Let \(x^{\alpha } = \mathbf{0}\). Obviously, \(\mathbf{0}\in \mathrm{dom\,}f\). Moreover, \(x^{\alpha } = \mathbf{0}\) is \(\alpha \)-local minimal, since \(\mathrm{dom\,}f \cap \{ -\alpha , 0,\alpha \}^{n} = \{ \varvec{0} \}\), as shown below.

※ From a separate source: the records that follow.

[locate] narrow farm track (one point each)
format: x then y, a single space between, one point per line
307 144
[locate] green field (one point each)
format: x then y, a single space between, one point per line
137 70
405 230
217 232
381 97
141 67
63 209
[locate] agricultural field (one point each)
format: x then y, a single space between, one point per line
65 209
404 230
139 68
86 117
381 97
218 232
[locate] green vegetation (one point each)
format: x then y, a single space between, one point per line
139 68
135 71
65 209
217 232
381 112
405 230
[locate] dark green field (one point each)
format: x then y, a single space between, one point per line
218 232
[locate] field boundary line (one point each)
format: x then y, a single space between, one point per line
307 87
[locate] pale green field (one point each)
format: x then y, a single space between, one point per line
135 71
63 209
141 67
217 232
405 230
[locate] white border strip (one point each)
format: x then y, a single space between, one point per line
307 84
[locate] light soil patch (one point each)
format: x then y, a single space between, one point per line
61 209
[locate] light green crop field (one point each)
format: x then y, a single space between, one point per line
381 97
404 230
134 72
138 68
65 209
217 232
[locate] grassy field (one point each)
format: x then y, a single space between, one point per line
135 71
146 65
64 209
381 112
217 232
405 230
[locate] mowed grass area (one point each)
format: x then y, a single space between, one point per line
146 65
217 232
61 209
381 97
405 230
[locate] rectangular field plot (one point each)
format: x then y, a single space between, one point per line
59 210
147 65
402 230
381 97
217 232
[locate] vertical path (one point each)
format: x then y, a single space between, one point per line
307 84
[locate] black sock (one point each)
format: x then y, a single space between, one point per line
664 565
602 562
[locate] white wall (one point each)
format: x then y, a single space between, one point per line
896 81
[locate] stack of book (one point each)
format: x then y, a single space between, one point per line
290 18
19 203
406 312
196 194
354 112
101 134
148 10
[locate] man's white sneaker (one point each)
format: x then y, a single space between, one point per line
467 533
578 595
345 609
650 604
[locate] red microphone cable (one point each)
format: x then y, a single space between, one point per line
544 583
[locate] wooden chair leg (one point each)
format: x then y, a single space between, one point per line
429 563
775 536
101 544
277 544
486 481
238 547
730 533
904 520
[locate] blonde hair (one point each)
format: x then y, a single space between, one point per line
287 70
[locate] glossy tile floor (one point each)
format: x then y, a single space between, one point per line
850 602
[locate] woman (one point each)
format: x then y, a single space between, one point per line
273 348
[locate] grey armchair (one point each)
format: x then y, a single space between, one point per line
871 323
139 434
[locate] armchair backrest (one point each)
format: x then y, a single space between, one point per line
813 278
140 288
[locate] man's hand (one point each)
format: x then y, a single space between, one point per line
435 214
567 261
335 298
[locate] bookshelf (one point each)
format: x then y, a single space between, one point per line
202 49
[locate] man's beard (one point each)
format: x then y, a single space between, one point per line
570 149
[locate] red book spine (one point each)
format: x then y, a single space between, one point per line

Since \(\Vert x^{*}-x^{\alpha }\Vert _{\infty } = m^{2}(\alpha -1) = (n-2)^{2}(\alpha -1)/4\), we obtain a quadratic lower bound \((n-2)^{2}(\alpha -1)/4\) for the proximity distance for integrally convex functions.

The proof of \(\mathrm{dom\,}f \cap \{ -\alpha , 0,\alpha \}^{n} = \{ \varvec{0} \}\) goes as follows. Let \(x \in X_{1} \cap X_{2} \cap \{ -\alpha , 0,\alpha \}^{n}\). We have \(x_{0^{+}} \in \{ 0, \alpha \}\) and \(x_{0^{-}} \in \{ 0, -\alpha \}\). We consider four cases to conclude that \(x = \varvec{0}\).

  1. (i)

    Case of \(x_{0^{+}} = x_{0^{-}} = 0\): The structure of \(X_{2}\) forces \(x = \varvec{0}\).

  2. (ii)

    Case of \(x_{0^{+}} = \alpha \), \(x_{0^{-}} = 0\): The structure of \(X_{2}\) forces \(x_{i^{+}} = 0\) for \(i=1, \ldots , m\) and

    $$\begin{aligned} x_{j^{-}} = \left\{ \begin{array}{ll} -\,\alpha &{} (j = j_{0}), \\ 0 &{} (j \not = j_{0}) \\ \end{array}\right. \end{aligned}$$

    for some \(j_{0}\)\((1 \le j_{0} \le m\)), but this is impossible by the structure of \(X_{1}\).

  3. (iii)

    Case of \(x_{0^{+}} = 0\), \(x_{0^{-}} = -\,\alpha \): The proof is similar to that of (ii) above.

  4. (iv)

    Case of \(x_{0^{+}} = \alpha \), \(x_{0^{-}} = -\,\alpha \): The structure of \(X_{2}\) forces

    $$\begin{aligned} x_{i^{+}} = \left\{ \begin{array}{ll} \alpha &{} (i = i_{0}), \\ 0 &{} (i \not = i_{0}), \\ \end{array}\right. \quad x_{j^{-}} = \left\{ \begin{array}{ll} -\,\alpha &{} (j = j_{0}), \\ 0 &{} (j \not = j_{0}) \\ \end{array}\right. \end{aligned}$$

    for some \(i_{0}\)\((1 \le i_{0} \le m\)) and \(j_{0}\)\((1 \le j_{0} \le m\)), but this is impossible by the structure of \(X_{1}\).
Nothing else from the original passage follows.